Bu doğa kimin doğasıdır? Misal benzer taciz vakalarına Aziz Nesin Vakfı veya başka kurumlarda rastlandığında gösterilmeyen tepkinin Ensar’a gösterilmesi, doğalında AKP’ye örgütlenmiş Müslüman ahalide bir tepkiye neden olmaktadır. Doğa ve fıtrat olarak cinsel hazları tatmin edilmemiş, azgınlar sürüsü olarak görülen bu ahali Ensar üzerinden topa tutulmakta, kundaklanmaktadır. Buradaki sınıfsal, üstünlükçü dürtüyü o ahali seziyor olmalıdır. Hiçbir şey uzayda, bir boşlukta cereyan etmemektedir. Bölge ve ülke bağlamında Müslümanlar farklı bir yerde örgütlenmektedir. Bu bağlamda Müslümanlık, algıda ve bilgide, kir niyetine temizlenmektedir.

Ölçüyü ve hizayı nereden, kim adına ve ne için çekiyoruz, bu önemlidir. Kişi kültü diye altmış yıldır aynı edebiyatı ısıtıp duran bir Jiyan sitesi Ensar ile ilgili açıklaması üzerinden, bir fırsat daha görüp, müşteri bilinciyle, Altan Tan’ın ihraç edilmesi için kampanya başlatmaktadır. Her şeyin demokratik işlediğini söylediği HDP’ye böylesi bir şahsın yakışmadığı iddia edilmektedir. Burada belirli bir layık olma ölçütü üzerinden bakıldığı aşikârdır.

Siyaset bahisçilik olabilir mi? Altan Tan ve hatta Hüda Kaya gibi isimler AKP ile yürütüldüğü iddia edilen barış müzakerelerinin birer tezahürüdür. Bugün İrfan Aktan, “savaş karşıtı bir harekete zaten dünden hazır olan Kürtlere el uzatacak Türkiye’nin batısını harekete geçirebilecek tek gücün CHP olduğunu varsayarsak, bu partinin seyirci koltuğundaki konumunun ne kadar tarihi bir günaha ortaklık olduğu daha iyi idrak edilir.” diye yazmaktadır.

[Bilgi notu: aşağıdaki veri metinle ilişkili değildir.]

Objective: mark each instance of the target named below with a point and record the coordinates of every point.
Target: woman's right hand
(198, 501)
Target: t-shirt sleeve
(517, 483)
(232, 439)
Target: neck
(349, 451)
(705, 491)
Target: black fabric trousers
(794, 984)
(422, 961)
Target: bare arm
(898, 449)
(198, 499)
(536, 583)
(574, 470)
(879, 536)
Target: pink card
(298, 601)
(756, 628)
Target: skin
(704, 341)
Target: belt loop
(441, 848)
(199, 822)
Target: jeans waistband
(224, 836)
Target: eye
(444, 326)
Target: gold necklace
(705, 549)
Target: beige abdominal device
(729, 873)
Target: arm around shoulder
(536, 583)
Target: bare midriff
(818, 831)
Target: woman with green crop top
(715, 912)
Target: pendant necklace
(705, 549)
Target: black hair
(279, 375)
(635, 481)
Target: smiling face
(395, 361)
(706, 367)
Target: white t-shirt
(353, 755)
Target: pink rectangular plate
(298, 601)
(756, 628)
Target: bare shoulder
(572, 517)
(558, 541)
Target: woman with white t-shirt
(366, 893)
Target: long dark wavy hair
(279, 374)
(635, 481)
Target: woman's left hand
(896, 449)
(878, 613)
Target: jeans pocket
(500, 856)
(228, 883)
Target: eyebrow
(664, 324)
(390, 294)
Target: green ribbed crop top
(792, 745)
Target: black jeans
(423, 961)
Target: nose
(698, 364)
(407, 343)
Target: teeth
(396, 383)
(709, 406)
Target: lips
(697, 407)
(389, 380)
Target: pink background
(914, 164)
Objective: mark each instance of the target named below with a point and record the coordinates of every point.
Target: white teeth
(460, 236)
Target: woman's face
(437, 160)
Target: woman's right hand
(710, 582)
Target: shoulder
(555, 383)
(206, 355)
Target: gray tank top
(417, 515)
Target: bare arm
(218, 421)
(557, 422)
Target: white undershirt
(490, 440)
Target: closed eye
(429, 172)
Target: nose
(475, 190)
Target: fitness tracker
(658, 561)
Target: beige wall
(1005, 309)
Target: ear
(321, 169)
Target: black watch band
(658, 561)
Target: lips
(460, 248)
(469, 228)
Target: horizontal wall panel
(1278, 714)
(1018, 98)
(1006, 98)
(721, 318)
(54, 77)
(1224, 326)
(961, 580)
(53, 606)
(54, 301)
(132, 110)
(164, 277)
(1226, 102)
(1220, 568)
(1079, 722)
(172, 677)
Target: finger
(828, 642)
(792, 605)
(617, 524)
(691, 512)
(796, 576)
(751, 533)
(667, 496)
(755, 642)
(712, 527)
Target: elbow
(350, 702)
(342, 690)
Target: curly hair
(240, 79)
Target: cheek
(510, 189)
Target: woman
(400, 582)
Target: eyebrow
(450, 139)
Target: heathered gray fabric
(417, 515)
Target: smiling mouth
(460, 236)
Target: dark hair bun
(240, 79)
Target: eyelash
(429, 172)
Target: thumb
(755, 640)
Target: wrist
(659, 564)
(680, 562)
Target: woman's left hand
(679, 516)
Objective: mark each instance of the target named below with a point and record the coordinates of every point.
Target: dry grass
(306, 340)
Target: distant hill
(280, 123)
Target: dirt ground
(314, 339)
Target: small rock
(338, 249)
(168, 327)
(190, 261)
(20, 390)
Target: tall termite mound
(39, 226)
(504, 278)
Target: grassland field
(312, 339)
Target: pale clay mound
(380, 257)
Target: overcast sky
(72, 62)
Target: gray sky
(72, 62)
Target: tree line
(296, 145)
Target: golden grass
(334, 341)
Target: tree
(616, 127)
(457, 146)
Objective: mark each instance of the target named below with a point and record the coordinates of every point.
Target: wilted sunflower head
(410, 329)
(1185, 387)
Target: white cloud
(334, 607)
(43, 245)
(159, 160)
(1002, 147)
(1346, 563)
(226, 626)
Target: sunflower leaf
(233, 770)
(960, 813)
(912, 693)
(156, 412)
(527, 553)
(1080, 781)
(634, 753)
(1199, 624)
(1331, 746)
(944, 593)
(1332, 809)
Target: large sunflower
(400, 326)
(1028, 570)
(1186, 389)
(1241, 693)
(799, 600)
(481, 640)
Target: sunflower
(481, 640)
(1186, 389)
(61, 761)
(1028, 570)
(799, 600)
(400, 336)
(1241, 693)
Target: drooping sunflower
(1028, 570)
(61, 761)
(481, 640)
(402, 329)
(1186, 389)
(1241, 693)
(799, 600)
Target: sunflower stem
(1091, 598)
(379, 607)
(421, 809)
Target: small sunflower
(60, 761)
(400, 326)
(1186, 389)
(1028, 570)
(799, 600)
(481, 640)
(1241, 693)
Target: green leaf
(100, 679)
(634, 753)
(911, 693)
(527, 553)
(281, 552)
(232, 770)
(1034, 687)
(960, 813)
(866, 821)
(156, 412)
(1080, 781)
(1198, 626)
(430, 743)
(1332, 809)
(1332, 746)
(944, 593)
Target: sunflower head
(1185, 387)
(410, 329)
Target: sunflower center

Jiyan’da çıkan yazı ile Aktan’ın yazısı tutarlıdır. Bir de buna İlker Başbuğ’un cumhurbaşkanı adayı olarak ısıtılması kampanyasını da eklemek gerekir. “Türkiye’nin batısını CHP harekete geçirecekse, doğusu olan Çankırı-Çorum-Yozgat hattını kim harekete geçirecek?” sorusu gündeme gelecektir. Sosyalist Jiyan yazarı da biyopolitik bir kurgu ile HDP’yi kendi bireysel varlığına indirgemekte, Altan Tan’ı laik modernist dünyası için bir zehir olarak gördüğünü söylemektedir. Kürd denilen zehre panzehir geliştirdiğine göre, bu zehirden demokratik yollardan eşbaşkanlara mektup yazarak ve bir linç kampanyası örgütleyerek kurtulma yoluna gitmektedir.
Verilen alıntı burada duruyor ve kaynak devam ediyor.